Table 1 shows the tradeoff between bias and variance for estimators \(\hat{\gamma }_{\eta , n }\) with a range of \(\eta \) values. Although the case with \(\eta =-0.5\) provides a legitimate estimator, its empirical performance is not satisfactory in practice. The estimator is biased downward for a choice of lower moment and as the moment \(\eta \) increases, the bias goes up. Magnitude of bias is minimized at \(\eta =4\). The variance tends to increase as \(\eta \) increases. The empirical MSE (mean squared error) of the estimator is minimized at \(\eta =2\) as shown in Fig. 1. Based on the numerical analysis, the estimator based on 2nd or 3rd moments is recommended. We find that it is quite challenging to theoretically compare the MSE’s of \(\hat{\gamma }_{\eta , n }\) with different \(\eta \) values. Computations of the variance, let alone the bias, seem to be cumbersome since the transition probability density [whose representation is available only through infinite series of eigenfunctions, cf. Section 5.2 in Linetsky (2005)] is not so tractable for such purposes.

5 Concluding remarks

We conclude the paper with a few remarks. We have considered a parameter estimation problem with discrete observations for a one-dimensional ROU process having a single (lower) barrier. Our method can be readily applied to the ROU processes with two-sided barriers \(0\) and \(r>0\). The unique invariant density is known in the literature, see, e.g. Section 5.1 of Linetsky (2005), which is given by

$$\begin{aligned} p(x)= \frac{\sqrt{2\gamma }}{\sigma }\frac{\phi \left( \frac{\sqrt{2\gamma }}{\sigma }x\right) }{\varPhi \left( \frac{\sqrt{2\gamma }}{\sigma }r\right) -\frac{1}{2}}, \quad x\in [0,r]. \end{aligned}$$

Hence its stationary moments can be calculated.

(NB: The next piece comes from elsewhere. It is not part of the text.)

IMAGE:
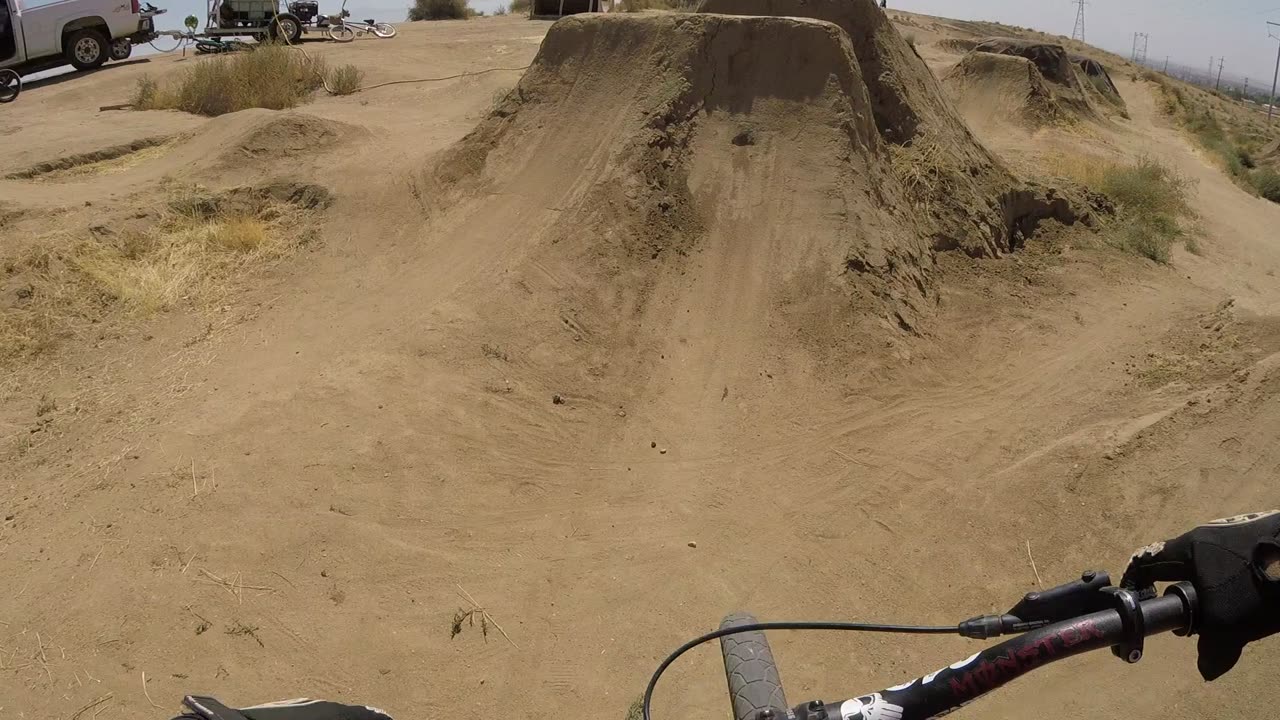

However, in such cases, an explicit formula for the estimator of \(\gamma \) [due to the presence of \(\varPhi \left( \frac{\sqrt{2\gamma }}{\sigma }r\right) \)] is not available and it needs to be computed numerically. Nonetheless, we can apply our parameter estimation method to Brownian motions with drift parameter \(\mu \in \mathbb {R}\) on \([0,r]\), reflected at 0 and \(r\), to obtain explicit form of estimators and their asymptotic properties. In this case, the stationary density is given as a simple modified exponential distribution \(p(x)=2\mu {e}^{2\mu x}/({e}^{2\mu r}-1)\) for \(x\in [0,r]\). In order to expand the applicability of our methods, we are currently working on the generalized ROU model with jumps [cf. Xing et al. (2009)], where the parameters of interest would be jump intensity as well as infinitesimal drift. We observe that our method provides a versatile approach in estimating parameters for the ergodic diffusion processes, in particular, with state constraints.